Department of Chemistry and Biochemistry, University of Notre Dame, Notre Dame, Indiana 46556, United States.
Curr Med Chem. 2021;28(20):3892-3912. doi: 10.2174/0929867327666200810135039.
SUMOylation has emerged as an important post-translational modification that involves the covalent attachment of the Small Ubiquitin-like Modifier (SUMO) polypeptide to a lysine residue of a target protein. The enzymatic pathway of SUMOylation is very similar to ubiquitinylation and involves an activating enzyme, a conjugating enzyme, ligases, and deconjugating enzymes. SUMOylation modulates the function of a number of proteins associated with various pathways, and in fact, dysregulation of the SUMOylation pathway is observed in both cancer and neurological diseases. In many cancers, the SUMO enzymes are upregulated, and SUMO levels correlate directly with prognosis and disease progression. As a result, there has been an emphasis on the discovery and development of inhibitors of SUMOylation. In this review, the latest advances in SUMOylation inhibitors are described alongside the methods used to discover small molecule SUMOylation inhibitors, which include natural products, peptidomimetics, as well as synthetic derivatives identified via virtual screens.

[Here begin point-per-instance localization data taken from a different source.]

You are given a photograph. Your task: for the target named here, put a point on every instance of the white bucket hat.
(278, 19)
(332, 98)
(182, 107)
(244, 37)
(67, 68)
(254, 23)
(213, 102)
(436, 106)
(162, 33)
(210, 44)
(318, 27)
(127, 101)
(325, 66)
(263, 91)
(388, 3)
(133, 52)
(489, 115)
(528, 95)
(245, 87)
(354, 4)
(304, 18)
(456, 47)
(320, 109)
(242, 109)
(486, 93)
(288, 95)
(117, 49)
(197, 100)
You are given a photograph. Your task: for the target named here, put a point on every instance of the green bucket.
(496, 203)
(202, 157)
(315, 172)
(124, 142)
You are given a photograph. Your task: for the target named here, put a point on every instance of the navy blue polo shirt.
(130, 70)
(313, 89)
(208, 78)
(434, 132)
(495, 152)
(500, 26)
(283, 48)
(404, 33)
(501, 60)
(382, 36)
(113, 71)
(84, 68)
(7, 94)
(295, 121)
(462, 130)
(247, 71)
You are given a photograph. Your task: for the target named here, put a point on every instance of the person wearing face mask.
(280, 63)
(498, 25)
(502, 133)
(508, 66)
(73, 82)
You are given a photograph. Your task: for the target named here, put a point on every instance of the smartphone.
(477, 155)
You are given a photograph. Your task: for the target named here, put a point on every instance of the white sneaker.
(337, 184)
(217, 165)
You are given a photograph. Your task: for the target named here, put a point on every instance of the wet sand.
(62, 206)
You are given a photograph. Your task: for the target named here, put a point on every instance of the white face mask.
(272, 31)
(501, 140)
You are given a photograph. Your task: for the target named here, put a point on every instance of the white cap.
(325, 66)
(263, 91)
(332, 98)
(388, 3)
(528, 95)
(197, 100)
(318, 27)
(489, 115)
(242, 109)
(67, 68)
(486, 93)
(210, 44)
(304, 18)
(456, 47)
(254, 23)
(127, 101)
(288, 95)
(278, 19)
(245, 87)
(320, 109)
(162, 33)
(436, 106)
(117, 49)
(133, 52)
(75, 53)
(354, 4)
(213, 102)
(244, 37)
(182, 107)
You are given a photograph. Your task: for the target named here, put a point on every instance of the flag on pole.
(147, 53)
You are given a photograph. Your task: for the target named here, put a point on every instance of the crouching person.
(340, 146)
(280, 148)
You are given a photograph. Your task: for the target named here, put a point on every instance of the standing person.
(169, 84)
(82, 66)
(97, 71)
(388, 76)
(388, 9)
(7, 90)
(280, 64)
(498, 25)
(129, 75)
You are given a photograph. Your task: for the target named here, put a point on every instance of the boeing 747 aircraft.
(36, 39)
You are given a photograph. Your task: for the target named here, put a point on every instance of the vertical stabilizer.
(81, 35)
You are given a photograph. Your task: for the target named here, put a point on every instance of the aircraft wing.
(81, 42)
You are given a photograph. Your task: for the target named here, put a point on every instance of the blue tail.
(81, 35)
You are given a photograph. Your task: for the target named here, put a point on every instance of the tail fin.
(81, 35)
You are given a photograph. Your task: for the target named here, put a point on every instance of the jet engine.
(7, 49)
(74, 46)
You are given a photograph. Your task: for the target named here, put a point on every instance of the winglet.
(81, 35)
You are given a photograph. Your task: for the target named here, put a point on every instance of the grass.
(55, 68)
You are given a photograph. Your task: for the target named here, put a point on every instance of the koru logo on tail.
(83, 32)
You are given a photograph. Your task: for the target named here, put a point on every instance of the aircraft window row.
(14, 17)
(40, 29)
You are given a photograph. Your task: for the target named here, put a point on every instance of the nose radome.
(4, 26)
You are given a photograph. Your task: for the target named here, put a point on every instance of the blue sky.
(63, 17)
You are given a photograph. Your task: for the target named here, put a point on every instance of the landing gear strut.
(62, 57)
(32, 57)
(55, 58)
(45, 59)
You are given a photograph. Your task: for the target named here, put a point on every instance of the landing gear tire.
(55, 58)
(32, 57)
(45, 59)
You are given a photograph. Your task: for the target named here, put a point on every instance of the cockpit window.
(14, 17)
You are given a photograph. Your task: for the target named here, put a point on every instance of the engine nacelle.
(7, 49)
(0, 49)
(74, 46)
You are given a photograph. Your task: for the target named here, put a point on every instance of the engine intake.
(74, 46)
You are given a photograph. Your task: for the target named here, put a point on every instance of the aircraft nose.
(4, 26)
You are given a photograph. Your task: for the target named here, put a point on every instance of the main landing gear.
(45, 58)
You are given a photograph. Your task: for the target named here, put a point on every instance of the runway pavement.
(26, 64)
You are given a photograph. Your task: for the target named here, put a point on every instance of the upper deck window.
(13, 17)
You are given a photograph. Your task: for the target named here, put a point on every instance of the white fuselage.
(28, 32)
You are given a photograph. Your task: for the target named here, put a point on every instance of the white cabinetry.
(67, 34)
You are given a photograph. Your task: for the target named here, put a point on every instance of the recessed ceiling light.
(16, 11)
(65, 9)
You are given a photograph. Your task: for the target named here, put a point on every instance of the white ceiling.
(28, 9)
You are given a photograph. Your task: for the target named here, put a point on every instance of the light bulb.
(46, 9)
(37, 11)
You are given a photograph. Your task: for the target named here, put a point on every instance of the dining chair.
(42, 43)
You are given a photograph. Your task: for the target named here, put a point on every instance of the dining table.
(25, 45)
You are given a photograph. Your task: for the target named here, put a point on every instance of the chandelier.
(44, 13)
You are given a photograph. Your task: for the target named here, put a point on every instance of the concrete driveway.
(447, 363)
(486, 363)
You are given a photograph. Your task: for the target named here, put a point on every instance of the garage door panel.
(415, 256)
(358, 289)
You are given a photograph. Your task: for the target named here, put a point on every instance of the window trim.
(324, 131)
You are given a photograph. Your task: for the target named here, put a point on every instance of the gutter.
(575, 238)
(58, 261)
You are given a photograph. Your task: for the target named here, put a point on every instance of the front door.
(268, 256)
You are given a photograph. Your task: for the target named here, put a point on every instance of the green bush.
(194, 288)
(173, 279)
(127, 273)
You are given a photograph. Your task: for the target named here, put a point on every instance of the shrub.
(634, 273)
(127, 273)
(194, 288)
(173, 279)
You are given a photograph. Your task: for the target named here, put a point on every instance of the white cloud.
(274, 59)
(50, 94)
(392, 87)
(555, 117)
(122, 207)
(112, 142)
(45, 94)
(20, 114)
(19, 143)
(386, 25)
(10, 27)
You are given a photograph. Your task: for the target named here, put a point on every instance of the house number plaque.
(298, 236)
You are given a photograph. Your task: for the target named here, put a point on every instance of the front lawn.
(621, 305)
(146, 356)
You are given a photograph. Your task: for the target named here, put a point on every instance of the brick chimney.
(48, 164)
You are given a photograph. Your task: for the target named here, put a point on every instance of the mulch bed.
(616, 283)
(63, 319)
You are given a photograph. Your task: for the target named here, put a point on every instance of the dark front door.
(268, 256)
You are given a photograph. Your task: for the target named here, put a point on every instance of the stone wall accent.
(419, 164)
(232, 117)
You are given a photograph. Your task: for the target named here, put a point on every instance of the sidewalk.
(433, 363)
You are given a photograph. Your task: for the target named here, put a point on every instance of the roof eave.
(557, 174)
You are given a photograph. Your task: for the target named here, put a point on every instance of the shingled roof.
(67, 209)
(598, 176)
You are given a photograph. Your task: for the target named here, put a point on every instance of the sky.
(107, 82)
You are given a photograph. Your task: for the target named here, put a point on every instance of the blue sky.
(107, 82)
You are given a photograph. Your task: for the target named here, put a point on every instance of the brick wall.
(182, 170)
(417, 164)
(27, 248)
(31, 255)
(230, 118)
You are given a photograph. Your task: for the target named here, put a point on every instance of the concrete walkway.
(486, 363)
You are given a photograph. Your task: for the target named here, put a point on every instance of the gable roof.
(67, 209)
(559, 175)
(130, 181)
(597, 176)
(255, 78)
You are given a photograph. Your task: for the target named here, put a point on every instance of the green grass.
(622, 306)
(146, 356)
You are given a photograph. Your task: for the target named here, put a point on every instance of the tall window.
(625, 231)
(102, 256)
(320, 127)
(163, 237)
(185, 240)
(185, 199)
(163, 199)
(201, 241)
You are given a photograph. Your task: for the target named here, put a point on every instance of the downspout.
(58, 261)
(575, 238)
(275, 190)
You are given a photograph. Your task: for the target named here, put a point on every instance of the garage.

SUMOylation 已成为一种重要的翻译后修饰方式,涉及将小泛素样修饰物(SUMO)多肽共价连接到靶蛋白的赖氨酸残基上。SUMOylation 的酶促途径与泛素化非常相似,涉及激活酶、连接酶、连接酶和去连接酶。SUMOylation 调节与各种途径相关的许多蛋白质的功能,实际上,SUMOylation 途径的失调在癌症和神经疾病中都观察到。在许多癌症中,SUMO 酶上调,SUMO 水平与预后和疾病进展直接相关。因此,人们一直强调发现和开发 SUMOylation 抑制剂。在这篇综述中,描述了 SUMOylation 抑制剂的最新进展,以及发现小分子 SUMOylation 抑制剂的方法,包括天然产物、肽模拟物以及通过虚拟筛选鉴定的合成衍生物。